Re: [RFC][PATCH] Per file dirty limit throttling

Previous thread: linux-next: build warning in Linus' tree by Stephen Rothwell on Sunday, August 15, 2010 - 9:00 pm. (1 message)

Next thread: linux-next: manual merge of the alacrity tree with Linus' tree by Stephen Rothwell on Sunday, August 15, 2010 - 9:19 pm. (1 message)
From: Nikanth Karthikesan
Date: Sunday, August 15, 2010 - 9:19 pm

When the total dirty pages exceed vm_dirty_ratio, the dirtier is made to do
the writeback. But this dirtier may not be the one who took the system to this
state. Instead, if we can track the dirty count per-file, we could throttle
the dirtier of a file, when the file's dirty pages exceed a certain limit.
Even though this dirtier may not be the one who dirtied the other pages of
this file, it is fair to throttle this process, as it uses that file.

This patch
1. Adds dirty page accounting per-file.
2. Exports the number of pages of this file in cache and no of pages dirty via
proc-fdinfo.
3. Adds a new tunable, /proc/sys/vm/file_dirty_bytes. When a files dirty data
exceeds this limit, the writeback of that inode is done by the current
dirtier.

This certainly will affect the throughput of certain heavy-dirtying workloads,
but should help for interactive systems.

Signed-off-by: Nikanth Karthikesan <knikanth@suse.de>

---

diff --git a/Documentation/sysctl/vm.txt b/Documentation/sysctl/vm.txt
index b606c2c..4f8bc06 100644
--- a/Documentation/sysctl/vm.txt
+++ b/Documentation/sysctl/vm.txt
@@ -133,6 +133,15 @@ Setting this to zero disables periodic writeback altogether.
 
 ==============================================================
 
+file_dirty_bytes
+
+When a files total dirty data exceeds file_dirty_bytes, the current generator
+of dirty data would be made to do the writeback of dirty pages of that file.
+
+0 disables this behaviour.
+
+==============================================================
+
 drop_caches
 
 Writing to this will cause the kernel to drop clean caches, dentries and
diff --git a/fs/proc/base.c b/fs/proc/base.c
index a1c43e7..23becb2 100644
--- a/fs/proc/base.c
+++ b/fs/proc/base.c
@@ -83,6 +83,8 @@
 #include <linux/pid_namespace.h>
 #include <linux/fs_struct.h>
 #include <linux/slab.h>
+#include <linux/pagemap.h>
+#include <linux/writeback.h>
 #include "internal.h"
 
 /* NOTE:
@@ -1791,7 +1793,7 @@ out:
 	return ~0U;
 }
 ...
From: Peter Zijlstra
Date: Monday, August 16, 2010 - 4:05 am

I'm not really charmed by this.. it adds another random variable to prod
at. Nor does it really tell me why you're wanting to do this. We already
have per-task invluence on the dirty limits, a task that sporadically
dirties pages (your vi) will already end up with a higher dirty limit


This seems wrong, wth are you doing it here and not in the generic

Idem, replicating that code at every site that can dirty a page is just
wrong, hook into the regular set_page_dirty()->balance_dirty_pages()
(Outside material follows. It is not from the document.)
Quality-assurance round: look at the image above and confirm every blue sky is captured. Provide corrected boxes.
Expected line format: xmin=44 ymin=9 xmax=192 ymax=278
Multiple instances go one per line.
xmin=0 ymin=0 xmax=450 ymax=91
So you're adding a extra cacheline to dirty even though its not used by


Preferably we don't add any extra fields under tree_lock so that we can
easily split it up if/when we decide to use a fine-grain locked radix
tree.

Also, like mentioned, you just added a whole new cacheline to dirty.
--

From: Nikanth Karthikesan
Date: Monday, August 16, 2010 - 10:09 pm

Oh, nice.  Per-task limit is an elegant solution, which should help during 
most of the common cases.

But I just wonder what happens, when
1. The dirtier is multiple co-operating processes
2. Some app like a shell script, that repeatedly calls dd with seek and skip? 
People do this for data deduplication, sparse skipping etc..
3. The app dies and comes back again. Like a VM that is rebooted, and 
continues writing to a disk backed by a file on the host.


Yes, this should be moved to the single site, inside generic 

Right, this could be avoided. Some f(vm_dirty_ratio) should be used. I just 
wanted to provide a way to disable this behaviour at run-time.

Thanks

--

From: Peter Zijlstra
Date: Tuesday, August 17, 2010 - 1:24 am

Those cases do indeed defeat the current per-task-limit, however I think
the solution to that is to limit the amount of writeback done by each
blocked process.

Jan Kara had some good ideas in that department.
--

From: Nikanth Karthikesan
Date: Wednesday, August 18, 2010 - 2:22 am

Blocked on what? Sorry, I do not understand.

Thanks
--

From: Peter Zijlstra
Date: Wednesday, August 18, 2010 - 2:58 am

balance_dirty_pages(), by limiting the work done there (or actually, the
amount of page writeback completions you wait for -- starting IO isn't
that expensive), you can also affect the time it takes, and therefore
influence the impact.


--

From: Balbir Singh
Date: Wednesday, August 18, 2010 - 7:08 am

There is an ongoing effort to look at per-cgroup dirty limits and I
honestly think it would be nice to do it at that level first. We need
it there as a part of the overall I/O controller. As a specialized
need it could handle your case as well. 

-- 
	Three Cheers,
	Balbir
--

From: Peter Zijlstra
Date: Wednesday, August 18, 2010 - 7:25 am

Well, it would be good to isolate that to the cgroup code. Also from
what I understood, the plan was to simply mark dirty inodes with a
cgroup and use that from writeout_inodes() to write out inodes
specifically used by that cgroup.

That is, on top of what Andrea Righi already proposed, which would
provide the actual per cgroup dirty limit (although the per-bdi
proportions applied to a cgroup limit aren't strictly correct, but that
seems to be something you'll have to live with, a per-bdi-per-cgroup
proportion would simply be accounting insanity).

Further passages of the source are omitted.